If we took these numbers seriously, then our leaders’ conversations about gun violence might also involve debates over how to expand the reach and accessibility of mental-health care for Canadians. Or we might be hearing leaders talk about ways to reduce suicide in places such as Nunavut, which according to the Centre for Suicide Prevention has a suicide rate that is five times higher than the next highest province or territory. Or we might also have a sustained policy discussion about why people living in rural communities and middle-aged men are the most at-risk group for death by suicide. These discussions ultimately never happen, and they haven’t happened yet on the federal campaign trail.
Instead of just hearing a sound bite of Conservative Leader Erin O’Toole’s opinion of Liberal Leader Justin Trudeau’s semi-automatic rifle ban, it would have been nice to also hear him and other leaders debate the details of Bill C-21. Gun owners and community leaders have been vocal in their opposition to the legislation, which contains lots of provisions that are not rooted in evidence-based science, including a municipal handgun ban and a prohibition on replica airsoft guns.
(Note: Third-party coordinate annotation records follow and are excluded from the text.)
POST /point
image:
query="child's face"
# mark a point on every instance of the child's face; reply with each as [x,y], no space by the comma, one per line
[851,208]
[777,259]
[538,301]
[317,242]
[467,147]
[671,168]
There is also much to be discussed around the “red flag” laws also proposed in Bill C-21, which allow “anyone to make an application to a court for an order to immediately remove firearms, for up to 30 days” if that individual poses a risk to themselves or others. On paper, this sounds like a promising way to reduce gun suicides in Canada, but research on the topic is split. A 2020 study by criminologist Lawrence Sherman describes how such red-flag laws can fail because they require court orders that sometimes take too long to execute. Police need the power to confiscate guns quickly in circumstances where a person is at imminent risk of hurting themselves. But red-flag provisions also represent a potentially useful mechanism for reducing suicides, especially in cases where people have good information about someone at risk of killing themselves with said gun. There are lots of good questions about how this would be implemented – but we never got to hear anything about this from the leaders.
As the election nears its end and leaders pivot to other issues, it’s a shame that we don’t get to have a real discussion about the multilayered nature of gun violence in Canada. And given the sheer numbers of people who die each year by using a gun on themselves – and that we’re only a week removed from World Suicide Prevention Day – it is unconscionable that suicide isn’t brought up more in national policy debates.